Uma das dicas fundamentais citadas por todos os entrevistados é treinar fazendo exercícios das provas dos anos anteriores. Desta forma, o candidato vai dominar o estilo da avaliação, a forma como as perguntas são feitas e como são escritas as opções de respostas.

Também é muito importante que o candidato saiba a que curso vai concorrer porque o peso das questões muda de acordo com a área escolhida. “Se um estudante quer prestar Jornalismo ou Letras, por exemplo, provavelmente as suas notas em Linguagens e Redação vão valer mais na hora do cálculo da média”, orienta Ana Paula Dibbern, coordenadora do Cursinho Maximize.

No Enem, o total de acertos no gabarito é diferente da nota final. A Teoria da Resposta ao Item (TRI), usada na correção, não beneficia quem acerta somente as questões mais difíceis. Por isso, é recomendado que o candidato vá ‘pulando’ os exercícios considerados mais espinhosos e se dedique aos que ele percebe que são mais tranquilos.

“Desta forma, você ganha agilidade para ler a prova inteira e, se tiver que chutar, chuta tendo lido a prova inteira”, explica Vinícius de Carvalho Haidar, coordenador do Curso Poliedro. Ele apontou que o planejamento semanal que vai determinar o que você vai fazer em cada dia também é muito importante.

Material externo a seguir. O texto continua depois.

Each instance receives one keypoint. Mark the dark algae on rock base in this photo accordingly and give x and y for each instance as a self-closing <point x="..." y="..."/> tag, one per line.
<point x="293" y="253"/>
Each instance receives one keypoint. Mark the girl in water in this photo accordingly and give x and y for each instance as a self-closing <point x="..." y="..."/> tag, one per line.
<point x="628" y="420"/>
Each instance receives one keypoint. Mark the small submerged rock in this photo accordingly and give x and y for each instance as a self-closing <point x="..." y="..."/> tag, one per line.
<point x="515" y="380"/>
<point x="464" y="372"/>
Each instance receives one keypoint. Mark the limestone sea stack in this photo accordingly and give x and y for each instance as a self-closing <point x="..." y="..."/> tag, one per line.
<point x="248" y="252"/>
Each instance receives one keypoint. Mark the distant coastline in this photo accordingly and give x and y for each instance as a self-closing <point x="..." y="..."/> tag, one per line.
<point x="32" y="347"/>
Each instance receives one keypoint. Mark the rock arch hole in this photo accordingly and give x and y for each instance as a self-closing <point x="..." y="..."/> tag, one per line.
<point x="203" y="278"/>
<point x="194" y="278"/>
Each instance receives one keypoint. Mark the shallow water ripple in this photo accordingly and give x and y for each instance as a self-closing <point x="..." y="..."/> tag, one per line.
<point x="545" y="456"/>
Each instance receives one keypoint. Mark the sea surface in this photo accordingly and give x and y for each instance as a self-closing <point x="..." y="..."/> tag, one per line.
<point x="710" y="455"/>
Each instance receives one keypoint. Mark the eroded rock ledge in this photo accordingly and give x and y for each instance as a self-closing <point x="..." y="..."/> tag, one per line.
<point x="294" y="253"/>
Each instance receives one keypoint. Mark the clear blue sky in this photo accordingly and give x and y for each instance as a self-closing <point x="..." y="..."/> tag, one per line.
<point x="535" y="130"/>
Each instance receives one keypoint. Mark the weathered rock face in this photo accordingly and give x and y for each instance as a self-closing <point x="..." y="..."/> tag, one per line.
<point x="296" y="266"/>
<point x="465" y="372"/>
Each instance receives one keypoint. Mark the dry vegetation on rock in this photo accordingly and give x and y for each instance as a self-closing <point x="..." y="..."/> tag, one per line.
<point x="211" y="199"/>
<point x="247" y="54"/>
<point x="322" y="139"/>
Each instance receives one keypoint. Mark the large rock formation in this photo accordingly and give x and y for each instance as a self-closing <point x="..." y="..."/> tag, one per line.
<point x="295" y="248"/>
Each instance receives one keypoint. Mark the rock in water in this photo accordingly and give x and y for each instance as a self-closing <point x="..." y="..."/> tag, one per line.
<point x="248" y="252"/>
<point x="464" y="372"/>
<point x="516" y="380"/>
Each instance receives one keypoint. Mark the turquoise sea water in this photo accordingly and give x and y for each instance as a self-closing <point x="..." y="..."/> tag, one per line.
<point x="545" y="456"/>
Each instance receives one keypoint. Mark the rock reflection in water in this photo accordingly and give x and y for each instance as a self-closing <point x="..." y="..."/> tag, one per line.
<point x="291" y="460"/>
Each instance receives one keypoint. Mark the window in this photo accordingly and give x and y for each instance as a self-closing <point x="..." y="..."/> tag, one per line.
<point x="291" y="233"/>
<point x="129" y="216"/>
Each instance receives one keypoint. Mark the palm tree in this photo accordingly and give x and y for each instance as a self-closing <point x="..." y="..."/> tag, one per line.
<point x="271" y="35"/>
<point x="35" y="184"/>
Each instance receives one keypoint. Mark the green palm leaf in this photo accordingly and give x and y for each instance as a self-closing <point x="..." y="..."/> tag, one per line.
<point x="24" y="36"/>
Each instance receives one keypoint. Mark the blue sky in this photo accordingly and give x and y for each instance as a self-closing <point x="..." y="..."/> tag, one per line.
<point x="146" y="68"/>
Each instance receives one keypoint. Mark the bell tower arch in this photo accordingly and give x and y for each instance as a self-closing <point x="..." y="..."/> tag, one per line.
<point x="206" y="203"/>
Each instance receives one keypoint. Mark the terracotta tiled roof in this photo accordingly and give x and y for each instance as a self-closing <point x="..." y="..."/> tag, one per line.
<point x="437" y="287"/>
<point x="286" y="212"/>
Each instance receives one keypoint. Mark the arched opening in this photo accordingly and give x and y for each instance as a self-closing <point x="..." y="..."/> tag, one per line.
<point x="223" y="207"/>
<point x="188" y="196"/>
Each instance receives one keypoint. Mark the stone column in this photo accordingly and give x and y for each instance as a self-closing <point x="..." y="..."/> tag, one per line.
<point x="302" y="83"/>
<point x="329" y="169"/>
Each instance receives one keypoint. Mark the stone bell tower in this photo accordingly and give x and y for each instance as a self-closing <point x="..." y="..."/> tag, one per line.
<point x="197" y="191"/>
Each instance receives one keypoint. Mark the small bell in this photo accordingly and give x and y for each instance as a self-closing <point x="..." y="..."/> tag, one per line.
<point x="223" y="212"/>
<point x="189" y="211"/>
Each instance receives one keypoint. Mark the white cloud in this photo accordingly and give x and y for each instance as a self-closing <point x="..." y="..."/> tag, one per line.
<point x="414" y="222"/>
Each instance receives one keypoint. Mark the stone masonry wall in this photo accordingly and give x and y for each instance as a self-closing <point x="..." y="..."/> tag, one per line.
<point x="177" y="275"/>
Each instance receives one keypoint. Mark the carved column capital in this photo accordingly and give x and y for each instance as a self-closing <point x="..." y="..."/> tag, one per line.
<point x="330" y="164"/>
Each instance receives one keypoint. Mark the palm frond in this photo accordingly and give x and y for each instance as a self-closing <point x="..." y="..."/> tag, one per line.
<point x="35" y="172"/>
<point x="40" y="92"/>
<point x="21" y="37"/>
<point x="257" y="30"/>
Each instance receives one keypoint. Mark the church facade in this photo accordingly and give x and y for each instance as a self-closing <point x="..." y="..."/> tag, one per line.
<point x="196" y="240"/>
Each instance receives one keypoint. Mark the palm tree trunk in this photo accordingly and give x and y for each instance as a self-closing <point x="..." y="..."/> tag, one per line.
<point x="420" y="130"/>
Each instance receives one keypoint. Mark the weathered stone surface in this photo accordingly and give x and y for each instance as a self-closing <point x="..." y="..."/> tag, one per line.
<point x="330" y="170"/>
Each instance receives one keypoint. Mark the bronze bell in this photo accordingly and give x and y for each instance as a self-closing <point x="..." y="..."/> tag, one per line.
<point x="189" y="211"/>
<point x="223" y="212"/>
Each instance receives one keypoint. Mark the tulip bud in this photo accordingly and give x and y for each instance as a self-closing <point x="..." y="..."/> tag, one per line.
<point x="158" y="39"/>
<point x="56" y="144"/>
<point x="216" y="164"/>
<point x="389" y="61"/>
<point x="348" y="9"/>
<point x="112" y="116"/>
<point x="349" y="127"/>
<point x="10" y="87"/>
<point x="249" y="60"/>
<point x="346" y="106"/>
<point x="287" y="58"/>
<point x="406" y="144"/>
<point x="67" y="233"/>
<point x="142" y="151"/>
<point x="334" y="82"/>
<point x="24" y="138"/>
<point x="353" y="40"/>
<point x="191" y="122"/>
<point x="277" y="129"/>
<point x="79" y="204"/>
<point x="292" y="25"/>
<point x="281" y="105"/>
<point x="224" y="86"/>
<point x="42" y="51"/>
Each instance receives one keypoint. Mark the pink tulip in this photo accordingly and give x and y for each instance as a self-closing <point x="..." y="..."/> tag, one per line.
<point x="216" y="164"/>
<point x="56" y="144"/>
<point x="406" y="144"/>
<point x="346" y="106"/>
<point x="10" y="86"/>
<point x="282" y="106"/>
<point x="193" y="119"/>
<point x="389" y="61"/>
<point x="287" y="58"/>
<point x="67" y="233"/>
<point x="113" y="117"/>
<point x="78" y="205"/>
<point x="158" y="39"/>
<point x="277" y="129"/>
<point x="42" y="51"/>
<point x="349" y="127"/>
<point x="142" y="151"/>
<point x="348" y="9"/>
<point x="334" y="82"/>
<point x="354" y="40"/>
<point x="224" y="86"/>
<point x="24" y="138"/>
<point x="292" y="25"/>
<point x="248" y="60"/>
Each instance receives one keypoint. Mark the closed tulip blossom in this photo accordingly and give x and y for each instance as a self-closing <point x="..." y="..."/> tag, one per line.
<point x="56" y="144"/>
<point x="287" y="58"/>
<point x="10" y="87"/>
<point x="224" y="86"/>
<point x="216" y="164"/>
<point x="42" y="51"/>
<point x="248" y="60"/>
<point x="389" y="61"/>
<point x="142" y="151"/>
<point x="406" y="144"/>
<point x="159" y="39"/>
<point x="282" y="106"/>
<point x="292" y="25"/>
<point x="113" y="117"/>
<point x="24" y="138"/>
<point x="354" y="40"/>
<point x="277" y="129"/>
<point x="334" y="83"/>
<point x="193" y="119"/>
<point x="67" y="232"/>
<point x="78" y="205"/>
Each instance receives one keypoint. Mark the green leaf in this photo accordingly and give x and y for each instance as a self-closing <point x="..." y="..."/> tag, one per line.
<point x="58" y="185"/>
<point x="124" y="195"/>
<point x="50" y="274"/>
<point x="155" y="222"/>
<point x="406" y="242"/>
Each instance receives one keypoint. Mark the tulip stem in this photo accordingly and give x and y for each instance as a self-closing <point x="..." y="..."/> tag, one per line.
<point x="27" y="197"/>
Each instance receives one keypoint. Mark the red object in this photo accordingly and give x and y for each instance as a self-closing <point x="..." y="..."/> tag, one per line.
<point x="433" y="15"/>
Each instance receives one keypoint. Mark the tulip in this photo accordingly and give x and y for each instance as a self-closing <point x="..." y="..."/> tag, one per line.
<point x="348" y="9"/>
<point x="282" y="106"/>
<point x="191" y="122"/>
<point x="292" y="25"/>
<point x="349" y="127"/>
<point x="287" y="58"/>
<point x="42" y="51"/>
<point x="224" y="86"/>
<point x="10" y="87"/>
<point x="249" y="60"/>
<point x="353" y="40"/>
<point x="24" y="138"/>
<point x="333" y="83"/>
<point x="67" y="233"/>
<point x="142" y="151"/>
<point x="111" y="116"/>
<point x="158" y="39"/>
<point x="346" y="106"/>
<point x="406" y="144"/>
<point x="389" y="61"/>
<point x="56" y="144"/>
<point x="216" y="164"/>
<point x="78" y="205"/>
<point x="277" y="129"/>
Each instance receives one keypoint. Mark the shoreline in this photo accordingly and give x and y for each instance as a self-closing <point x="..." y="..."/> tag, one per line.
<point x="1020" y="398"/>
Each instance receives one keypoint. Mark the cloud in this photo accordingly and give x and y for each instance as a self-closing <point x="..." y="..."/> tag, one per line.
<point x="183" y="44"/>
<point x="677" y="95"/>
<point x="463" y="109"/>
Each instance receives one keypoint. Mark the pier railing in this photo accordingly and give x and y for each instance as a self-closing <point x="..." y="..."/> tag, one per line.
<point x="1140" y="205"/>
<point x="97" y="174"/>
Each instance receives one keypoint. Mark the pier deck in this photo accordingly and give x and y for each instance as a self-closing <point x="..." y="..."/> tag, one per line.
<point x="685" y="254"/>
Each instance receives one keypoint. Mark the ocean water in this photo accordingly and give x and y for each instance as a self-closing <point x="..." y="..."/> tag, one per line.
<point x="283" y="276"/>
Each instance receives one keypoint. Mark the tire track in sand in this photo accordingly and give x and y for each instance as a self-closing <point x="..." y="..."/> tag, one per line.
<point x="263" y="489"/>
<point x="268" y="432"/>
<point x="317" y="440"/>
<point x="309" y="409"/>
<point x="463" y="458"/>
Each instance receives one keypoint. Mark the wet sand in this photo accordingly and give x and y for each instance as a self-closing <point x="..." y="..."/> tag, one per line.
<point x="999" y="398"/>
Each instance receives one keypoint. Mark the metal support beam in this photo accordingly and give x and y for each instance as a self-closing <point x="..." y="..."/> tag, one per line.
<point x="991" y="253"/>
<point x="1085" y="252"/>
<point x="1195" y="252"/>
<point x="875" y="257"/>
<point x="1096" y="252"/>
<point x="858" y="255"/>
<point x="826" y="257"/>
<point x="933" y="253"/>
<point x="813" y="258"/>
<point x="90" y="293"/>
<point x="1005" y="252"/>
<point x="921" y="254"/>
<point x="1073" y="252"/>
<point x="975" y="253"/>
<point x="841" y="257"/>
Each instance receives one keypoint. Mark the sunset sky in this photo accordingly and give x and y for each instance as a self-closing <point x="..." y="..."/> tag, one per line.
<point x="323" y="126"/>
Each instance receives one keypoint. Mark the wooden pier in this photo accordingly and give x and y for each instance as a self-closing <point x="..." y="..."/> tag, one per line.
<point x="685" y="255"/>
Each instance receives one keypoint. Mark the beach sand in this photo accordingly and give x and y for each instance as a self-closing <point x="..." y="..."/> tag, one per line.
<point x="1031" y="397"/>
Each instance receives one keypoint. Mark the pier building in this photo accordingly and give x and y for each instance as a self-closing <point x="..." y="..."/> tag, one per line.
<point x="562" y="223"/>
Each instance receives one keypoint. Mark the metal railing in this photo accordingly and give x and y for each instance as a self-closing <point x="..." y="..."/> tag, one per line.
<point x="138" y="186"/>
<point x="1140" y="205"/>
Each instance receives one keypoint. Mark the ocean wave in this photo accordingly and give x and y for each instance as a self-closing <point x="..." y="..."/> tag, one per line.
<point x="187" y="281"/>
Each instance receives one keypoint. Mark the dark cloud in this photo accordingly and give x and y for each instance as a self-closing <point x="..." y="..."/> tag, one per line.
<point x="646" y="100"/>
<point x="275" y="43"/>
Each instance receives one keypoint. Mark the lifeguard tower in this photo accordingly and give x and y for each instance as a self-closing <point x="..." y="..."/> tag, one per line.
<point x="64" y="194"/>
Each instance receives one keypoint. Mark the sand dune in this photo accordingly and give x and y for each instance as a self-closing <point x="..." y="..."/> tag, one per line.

Veja, abaixo, três listas com o que mais foi cobrado no Enem nos últimos anos.

  • A primeira foi elaborada pelo Curso Poliedro e contém o percentual que representa o quanto aquele conteúdo caiu nas últimas 5 edições do Enem;
  • A segunda lista foi elaborada pelos professores da Oficina do Estudante, e contém também dicas de estudo;
  • A terceira lista é do Cursinho Maximize, e traz um resumo do que mais foi cobrado no Enem nos últimos anos.
  • CONTEÚDOS MAIS COBRADOS – ENEM – ÚLTIMOS 5 ANOS

    Fonte: Curso Poliedro

    Ciências Humanas e suas Tecnologias

    História

    2º reinado – 13%; Era Vargas – 11%; República Velha – 10%; Baixa Idade Média – 8%; Regime Militar – 7%; 2ª Guerra Mundial e suas consequências – 6%; Grécia e Roma – 6%; Reformas e revoluções – 6%; Sistema e economia colonial – 6%; A Grande Depressão e a ascensão do totalitarismo de direita – 4%; Crise do sistema colonial – 4%; Governos pós-regime militar – 4%; Revolução Industrial e Iluminismo – 4%; A república populista – 3%; 1º Reinado – 1%; 2ª Revolução Industrial e 1ª Guerra – 1%; Administração colonial – 1%; Baixa Idade Média e Grandes Navegações – 1%; Ideais políticas e sociais do século XIX – 1%; O processo de independência – 1%.

    Geografia

    Do meio natural ao meio técnico – 18%; Urbanização – 14%; Clima – 9%; Meio ambiente – 9%; Agricultura e pecuária – 6%; Geopolítica – 6%; Relevo e solo – 6%; Vegetação – 5%; África – 4%; Crescimento populacional do Brasil – 4%; Fontes de energia: a eletricidade e matrizes energéticas – 4%; Oriente Médio – 4%; Cartografia – 2%; Dinâmica da crosta terrestre – 2%; Fontes de energia: combustíveis fósseis e naturais – 2%; Regionalização do Brasil – 2%; Blocos supranacionais – 1%; Estados Unidos e Canadá – 1%; Globalização – 1%; Hidrografia – 1%; Rússia e China – 1%.

    Filosofia

    Filosofia Clássica – 37%; Filosofia Moderna – 20%; Filosofia Contemporânea – 13%; Escola de Frankfurt – 7%; Immanuel Kant – 7%; Nietzsche – 7%; Renascimento – 7%; Sartre – 3%.

    Sociologia

    Cultura e Educação – 32%; Sociologia contemporânea – 18%; Cidadania – 16%; Indústria Cultural – 13%; Max Weber – 8%; Capitalismo – 3%; Comte, Darwin e Durkheim – 3%; Movimentos sociais – 3%; Política, poder e estado – 3%; Sociologia geral – 3%.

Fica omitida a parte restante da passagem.